While this is how Seillean operated – production was up to 25,000b/d with storage of 310,000bbls – BP’s original plan to have a fleet of SWOPS vessels did not survive even until the first began to work. Firstly it was decided that vessel operations would be more suitable for a flexible riser and then there was a quick shift to what would be seen now as conventional fpso operations – dubbed DPT for dynamically positioned tanker – using offloading tankers. That was the original plan for the Machar field, but like so many concepts back in the 80’s, it did not survive close scrutiny and was canned for a more conventional multi-platform concept with subsea. BP did not get its first proper fpso until Foinaven came onstream in the 1990’s.
The OPV did eventually get an offshore hose reel for offloading operations, but not until 1998 when the unit had already been sold (it went in 1993 to drilling contractor Reading & Bates).
While the OPV itself was novel, there were more technology innovations to this project than simply the vessel. At around this time, BP was promoting its universal wellhead concept. Designed by Hans Hopper, it was meant to eliminate the wasteful abandonment of exploration wells by deploying a convertible wellhead that could be used later for production.

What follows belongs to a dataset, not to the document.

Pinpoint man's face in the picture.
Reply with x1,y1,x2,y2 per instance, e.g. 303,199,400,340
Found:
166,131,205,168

BP had installed such wellheads for exploration before, but it was at Cyrus that one was first converted to production on a well that might well have been the first horizontal well drilled from a semi.
There was also a new high specific gravity water/glycol controls fluid from Isaac Bentley which was designed for multiple exposures to seawater; flex-joints, more commonly associated with tension leg platforms, from Murdock Engineering that were incorporated into the design of the production riser; and a heave compensation system for the cursor-based rov deployment system in the moonpool, amongst other new equipment.
The subsea xmas trees came from Cameron Iron Works, as it was known at the time. Cameron also worked closely with SubSea Offshore, another name that has disappeared from the industry, on the rov-operated tooling packages used for intervention with a Scorpio rov.
These two units may have been at the forefront of the fpso era, but there was never another vessel built with the intention to do what these two did. There was to be a Petrojarl II that was to be deployed for early production on the Heidrun field in the Norwegian sector, but that never happened and the hull, a Tentech 850 design, eventually became Kerr McGee’s Gryphon field fpso, but again another story.